# Measuring emissivity of material based on reflection

1. Feb 3, 2012

### lavalamp

1. The problem statement, all variables and given/known data

I have a university project that involves comparing various paints with regards to how they affect the insulating properties of houses.

As part of that I would like to measure the emissivity of the paint for a variety of wavelengths. Unfortunately I can not simply heat up a sample of the paints for this because I would like to measure emissivity in steps of 50 nm or so up to 300 or 250 nm, which is in the UV part of the spectrum.

So my question is, if I were to use a monochromator to select a narrow wavelength range of light, and then determine the fraction of that light that undergoes specular and diffusive reflection from the painted surface, would 1 minus that fraction be a good estimate of the emissivity of the paint for that wavelength range?

2. Feb 4, 2012

### marcusl

Puzzling post. Paint is too thin to provide significant insulation. Do you mean its effects on the energy balance for a house? Also measuring the UV emissivity makes no sense to me. I would pay attention to a) absorption or reflectance in the visible, where the sun's power spectral density is maximum, because this will determine the heat load added to the house, and b) the IR emissivity, to calculate radiative cooling.

3. Feb 5, 2012

### lavalamp

Indeed, I understand that a thin coating of paint, even if it had very low thermal conductivity, would be a decidedly sup-par insulator. That is why I decided to focus most of my attention on its emissivity.

I'm not going to measure emissivity too far into the UV, as I said perhaps to about 250 nm, which isn't that far outside visual range. Most of the suns power output is in the visual region, but does extend into the UV and back into the infra-red. This is why I would like to measure emissivity across this range, to more accurately determine the power absorbed by the paint when sunlight is shone upon it.

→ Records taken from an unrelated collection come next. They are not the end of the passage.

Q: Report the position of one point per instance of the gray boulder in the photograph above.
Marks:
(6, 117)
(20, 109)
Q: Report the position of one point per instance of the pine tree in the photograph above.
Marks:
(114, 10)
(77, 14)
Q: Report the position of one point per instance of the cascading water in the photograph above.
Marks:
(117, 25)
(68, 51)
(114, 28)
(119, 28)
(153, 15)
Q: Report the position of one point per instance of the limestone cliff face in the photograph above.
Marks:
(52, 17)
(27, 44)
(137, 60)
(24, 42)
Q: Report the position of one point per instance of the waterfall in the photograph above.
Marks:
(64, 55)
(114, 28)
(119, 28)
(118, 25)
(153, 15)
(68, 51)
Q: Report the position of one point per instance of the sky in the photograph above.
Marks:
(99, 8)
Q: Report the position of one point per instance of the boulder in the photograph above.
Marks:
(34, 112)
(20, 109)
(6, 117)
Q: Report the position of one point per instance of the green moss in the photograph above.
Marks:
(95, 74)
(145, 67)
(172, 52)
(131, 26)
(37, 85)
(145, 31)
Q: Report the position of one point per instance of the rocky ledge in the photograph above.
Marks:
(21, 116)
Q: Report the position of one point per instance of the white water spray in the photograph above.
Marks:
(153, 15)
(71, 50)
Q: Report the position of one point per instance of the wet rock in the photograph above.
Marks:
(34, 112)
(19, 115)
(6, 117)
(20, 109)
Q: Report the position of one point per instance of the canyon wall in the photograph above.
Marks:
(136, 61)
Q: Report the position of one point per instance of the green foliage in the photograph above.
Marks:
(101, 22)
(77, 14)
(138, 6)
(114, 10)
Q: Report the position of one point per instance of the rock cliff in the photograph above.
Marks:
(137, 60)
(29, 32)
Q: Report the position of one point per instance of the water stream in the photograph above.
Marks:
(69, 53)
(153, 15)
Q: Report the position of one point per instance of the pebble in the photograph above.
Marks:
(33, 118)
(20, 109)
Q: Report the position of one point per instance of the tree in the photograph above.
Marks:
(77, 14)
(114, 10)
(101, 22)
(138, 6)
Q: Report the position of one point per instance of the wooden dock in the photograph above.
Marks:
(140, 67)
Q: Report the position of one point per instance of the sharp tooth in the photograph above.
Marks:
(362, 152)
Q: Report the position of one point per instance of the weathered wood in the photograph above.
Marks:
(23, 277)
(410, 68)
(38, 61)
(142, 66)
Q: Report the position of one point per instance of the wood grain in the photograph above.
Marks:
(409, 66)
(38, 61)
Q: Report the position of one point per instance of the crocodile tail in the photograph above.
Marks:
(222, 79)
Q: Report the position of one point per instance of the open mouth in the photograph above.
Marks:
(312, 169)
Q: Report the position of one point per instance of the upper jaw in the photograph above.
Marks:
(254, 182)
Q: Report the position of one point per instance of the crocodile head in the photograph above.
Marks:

Of course the paint will only emit in the far infra-red due to its temperature, and I can similarly calculate the power loss by the paint due to this.

This is all just frosting though, my main question is; can emissivity be accurately determined solely by measuring the specular and diffuse reflection?

Intuitively I am inclined to say that yes it can since whatever is not absorbed must be reflected. However there could very well be other effects that I am not aware of that cause more light than would be expected to be reflected. Polarisation of light as it passes through the atmosphere for instance.